Azazel () is a Russian made for TV adaptation of Boris Akunin's introductory 'Erast Fandorin' novel The Winter Queen.

Plot summary
This historical detective story features a young police inspector, Erast Fandorin. Fandorin's adventures take place in the Russian Empire of the late 19th century, and he regularly finds himself at the center of key historical events, including development of Masonic and Revolutionary movements.

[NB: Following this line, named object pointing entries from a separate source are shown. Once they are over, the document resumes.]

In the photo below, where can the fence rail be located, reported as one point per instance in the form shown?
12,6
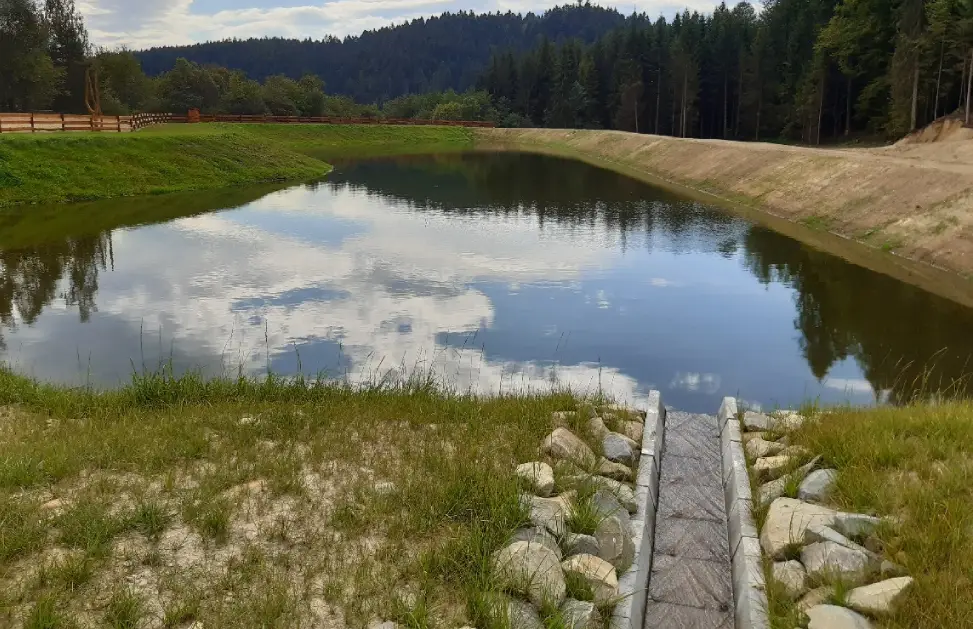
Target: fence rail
50,123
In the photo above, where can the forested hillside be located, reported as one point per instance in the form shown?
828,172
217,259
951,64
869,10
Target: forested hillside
805,70
425,55
797,70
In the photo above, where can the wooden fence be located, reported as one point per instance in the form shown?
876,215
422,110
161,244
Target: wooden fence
48,123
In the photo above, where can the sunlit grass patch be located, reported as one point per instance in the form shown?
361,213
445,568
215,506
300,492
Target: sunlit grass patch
278,502
914,463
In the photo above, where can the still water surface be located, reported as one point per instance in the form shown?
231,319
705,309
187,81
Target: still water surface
494,271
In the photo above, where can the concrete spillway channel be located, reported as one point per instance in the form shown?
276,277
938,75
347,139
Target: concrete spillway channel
692,570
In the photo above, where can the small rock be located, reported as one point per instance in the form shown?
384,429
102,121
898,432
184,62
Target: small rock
834,617
539,475
757,421
771,467
818,533
824,560
878,598
615,543
52,505
787,420
817,486
856,524
786,522
597,428
792,576
605,504
532,568
619,448
889,569
773,490
796,452
759,448
578,544
616,471
632,430
749,436
817,596
549,513
563,444
521,615
536,535
580,615
599,574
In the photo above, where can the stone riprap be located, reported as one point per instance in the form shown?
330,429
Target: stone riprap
833,546
592,470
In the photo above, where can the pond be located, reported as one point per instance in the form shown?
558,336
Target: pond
489,272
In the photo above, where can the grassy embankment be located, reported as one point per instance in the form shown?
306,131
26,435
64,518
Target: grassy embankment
62,167
257,504
914,463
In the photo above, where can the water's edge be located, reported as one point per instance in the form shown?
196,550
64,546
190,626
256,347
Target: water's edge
935,279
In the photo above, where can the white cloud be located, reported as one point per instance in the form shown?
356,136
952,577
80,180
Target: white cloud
115,23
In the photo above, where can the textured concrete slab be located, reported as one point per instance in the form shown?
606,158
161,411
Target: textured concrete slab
693,539
673,616
690,584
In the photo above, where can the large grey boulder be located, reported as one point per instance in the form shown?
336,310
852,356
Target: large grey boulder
757,421
580,615
879,598
531,568
631,429
792,576
827,561
597,428
598,573
817,486
615,543
550,513
619,449
563,444
616,471
578,544
623,493
536,535
759,448
856,524
834,617
521,615
787,520
539,475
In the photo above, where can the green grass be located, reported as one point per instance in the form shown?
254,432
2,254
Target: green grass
914,463
247,524
65,167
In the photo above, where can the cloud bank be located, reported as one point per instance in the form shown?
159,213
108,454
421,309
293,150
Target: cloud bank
116,23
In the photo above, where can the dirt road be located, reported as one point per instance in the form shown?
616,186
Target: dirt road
915,200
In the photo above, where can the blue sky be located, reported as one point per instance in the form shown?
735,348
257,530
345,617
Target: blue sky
142,23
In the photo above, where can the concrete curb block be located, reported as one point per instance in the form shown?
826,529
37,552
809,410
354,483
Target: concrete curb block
634,584
749,588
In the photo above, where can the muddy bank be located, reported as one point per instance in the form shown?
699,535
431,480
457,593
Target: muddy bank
899,200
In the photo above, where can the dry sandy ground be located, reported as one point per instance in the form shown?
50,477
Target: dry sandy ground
914,198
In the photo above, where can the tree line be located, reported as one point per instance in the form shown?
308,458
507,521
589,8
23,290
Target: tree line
47,53
803,70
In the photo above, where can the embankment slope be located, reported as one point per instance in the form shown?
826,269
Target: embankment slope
62,167
900,199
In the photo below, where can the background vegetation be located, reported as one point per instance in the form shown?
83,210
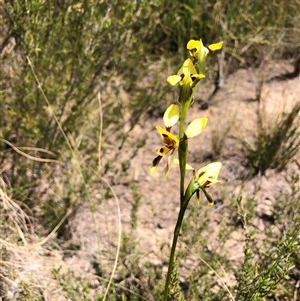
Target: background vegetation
66,68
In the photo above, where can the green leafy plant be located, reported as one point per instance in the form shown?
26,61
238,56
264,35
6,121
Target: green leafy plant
277,143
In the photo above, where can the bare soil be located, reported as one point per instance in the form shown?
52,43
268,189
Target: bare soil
96,231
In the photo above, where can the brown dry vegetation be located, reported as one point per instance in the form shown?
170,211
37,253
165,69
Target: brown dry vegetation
80,213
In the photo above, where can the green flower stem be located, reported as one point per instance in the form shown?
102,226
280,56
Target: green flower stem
185,99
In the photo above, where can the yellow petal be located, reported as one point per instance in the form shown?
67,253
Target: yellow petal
187,166
193,44
196,127
174,79
154,165
163,151
169,139
171,116
215,46
167,168
208,175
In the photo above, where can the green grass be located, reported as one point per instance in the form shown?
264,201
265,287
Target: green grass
124,52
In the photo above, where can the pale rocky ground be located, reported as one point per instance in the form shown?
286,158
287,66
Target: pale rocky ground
159,203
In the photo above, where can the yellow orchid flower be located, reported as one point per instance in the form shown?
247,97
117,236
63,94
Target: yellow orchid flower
171,116
208,175
171,142
196,47
195,127
187,74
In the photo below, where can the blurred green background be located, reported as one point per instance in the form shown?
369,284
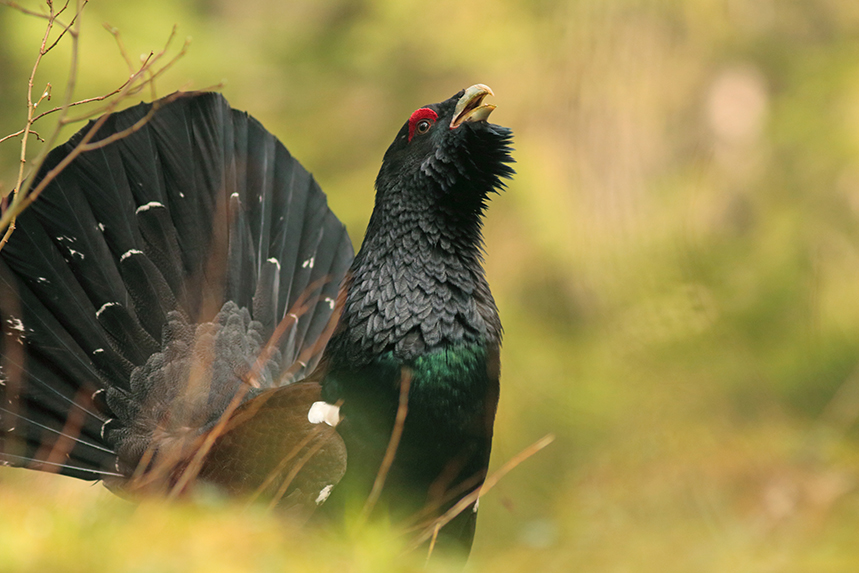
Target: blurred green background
676,265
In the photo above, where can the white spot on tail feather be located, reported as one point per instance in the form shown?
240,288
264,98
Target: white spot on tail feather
103,428
323,495
129,253
148,206
104,307
16,325
324,412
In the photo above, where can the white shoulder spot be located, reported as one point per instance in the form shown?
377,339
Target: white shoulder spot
129,253
148,206
324,412
104,307
324,493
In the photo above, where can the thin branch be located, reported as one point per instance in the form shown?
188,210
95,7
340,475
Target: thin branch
116,36
20,132
490,482
65,28
393,444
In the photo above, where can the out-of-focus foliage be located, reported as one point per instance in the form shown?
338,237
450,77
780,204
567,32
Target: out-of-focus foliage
676,264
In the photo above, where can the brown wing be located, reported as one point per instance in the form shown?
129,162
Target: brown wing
269,449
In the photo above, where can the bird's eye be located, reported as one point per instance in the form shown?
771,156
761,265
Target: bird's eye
423,126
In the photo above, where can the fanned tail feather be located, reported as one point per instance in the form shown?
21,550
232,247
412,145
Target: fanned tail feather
129,248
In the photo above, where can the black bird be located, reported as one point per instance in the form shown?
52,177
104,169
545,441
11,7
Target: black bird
166,303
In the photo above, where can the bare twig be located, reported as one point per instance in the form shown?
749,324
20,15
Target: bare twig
490,482
393,444
23,196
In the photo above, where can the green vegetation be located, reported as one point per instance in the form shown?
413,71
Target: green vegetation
676,265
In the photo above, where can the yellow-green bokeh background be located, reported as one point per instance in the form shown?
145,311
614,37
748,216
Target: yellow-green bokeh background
676,265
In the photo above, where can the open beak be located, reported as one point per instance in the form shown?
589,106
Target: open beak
470,106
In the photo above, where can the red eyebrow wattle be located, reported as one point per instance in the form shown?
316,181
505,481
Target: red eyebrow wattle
423,113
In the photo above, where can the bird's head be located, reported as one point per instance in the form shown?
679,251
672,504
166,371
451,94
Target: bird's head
447,154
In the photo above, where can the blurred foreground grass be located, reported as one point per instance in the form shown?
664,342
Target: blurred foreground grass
676,264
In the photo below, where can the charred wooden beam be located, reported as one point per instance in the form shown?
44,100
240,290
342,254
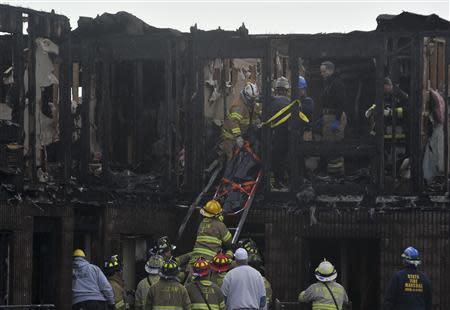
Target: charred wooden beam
88,69
31,68
294,124
266,130
65,117
138,107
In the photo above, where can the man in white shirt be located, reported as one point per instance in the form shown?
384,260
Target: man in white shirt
243,286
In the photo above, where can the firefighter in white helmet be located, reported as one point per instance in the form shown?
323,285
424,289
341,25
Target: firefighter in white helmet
242,111
325,294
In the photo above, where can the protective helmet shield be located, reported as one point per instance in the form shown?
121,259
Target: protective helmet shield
200,268
154,264
250,92
282,82
79,253
170,269
325,272
220,262
302,82
164,244
411,256
211,209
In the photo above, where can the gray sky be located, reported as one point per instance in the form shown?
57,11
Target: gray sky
288,16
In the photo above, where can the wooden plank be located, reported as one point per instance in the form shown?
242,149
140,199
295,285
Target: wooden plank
32,97
169,110
266,131
294,133
65,119
85,116
104,109
138,108
75,81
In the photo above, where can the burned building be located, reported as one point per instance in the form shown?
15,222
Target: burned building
109,130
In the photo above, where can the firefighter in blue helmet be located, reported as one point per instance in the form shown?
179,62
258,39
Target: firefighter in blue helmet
409,289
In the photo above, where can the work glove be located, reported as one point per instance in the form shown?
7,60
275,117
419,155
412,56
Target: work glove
335,126
239,142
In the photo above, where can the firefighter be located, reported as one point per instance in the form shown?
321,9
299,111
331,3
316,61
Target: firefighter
165,248
212,235
326,294
242,111
220,264
409,289
152,267
204,294
255,261
333,116
113,272
168,293
395,107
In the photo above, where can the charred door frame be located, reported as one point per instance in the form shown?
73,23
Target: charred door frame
56,28
359,45
114,48
211,45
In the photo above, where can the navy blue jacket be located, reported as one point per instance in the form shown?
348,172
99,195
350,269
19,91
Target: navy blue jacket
409,289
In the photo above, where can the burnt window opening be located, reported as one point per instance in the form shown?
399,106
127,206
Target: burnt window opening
46,255
5,267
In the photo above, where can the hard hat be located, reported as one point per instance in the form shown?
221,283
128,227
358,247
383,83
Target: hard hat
250,91
211,209
164,244
302,82
325,272
282,82
113,264
220,262
169,270
411,256
154,264
249,245
201,268
79,253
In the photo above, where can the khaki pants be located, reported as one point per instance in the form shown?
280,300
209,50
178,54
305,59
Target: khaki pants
335,164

The hero is a young man, newly enlisted in the police force of the 1870s. This is a world with no forensic science, a rigid social structure and rigid proprieties, and police investigation techniques which respect the intuition of the intelligent amateur or newcomer. Fandorin is inexperienced, naive, downwardly mobile (the family fortune having evaporated), but cultured, intelligent, diligent, and desperately enthusiastic. He doesn't so much want to impress as want to succeed ... by a process of blind self-confidence and a youthful self-delusion that he is acting logically and scientifically. Fandorin is invited to investigate the suicide of a rich student. The young man has shot himself in public, but something seems strange about the suicide. Fandorin quickly exposes the murderous intrigue which has led to the death ... and opens up a can of worms which will have him crossing Europe in search of a mastermind ... or maybe even the godfathers behind a terrorist plot.

Cast
Ilya Noskov – Erast Petrovich Fandorin
Sergey Bezrukov – Ivan Franzevich Brilling
Marina Aleksandrova – Elizaveta von Evert-Kolokoltseva
Oleg Basilashvili – General Mizinov
Sergei Chonishvili – Ippolit Alexandrovich Zurov
Marina Neyolova – Lady Esther
Yuri Avsharov – Georg
Felix Antipov – Xavery Feofilaktovich Grushin
Larisa Borushko – Amalia Kazimirovna Bezhetskaya
Dmitry Burkhankin – Kokorin
Valentin Golubenko – Klaus
Yevgeni Grishkovetz – Achimas Velde

Remake

English-language version
Dutch film director Paul Verhoeven was set to film an English-language theatrical film remake of Azazel, titled "The Winter Queen", with Dan Stevens set to star as Fandorin and the leading female role to be played by Milla Jovovich. This movie was cancelled.

New Russian Version
In August 2022, Plus Studios has announces the completion of the filming of the new Azazel adaptation based on the bestseller by Boris Akunin. An aspiring detective lives in an alternative year of 2023, with modern technology and robotics helping him investigate. At the same time, Russia is still a monarchical system, since the only revolution that the country has experienced is technological. It was premiered on Kinopoisk HD streaming service on January 2023.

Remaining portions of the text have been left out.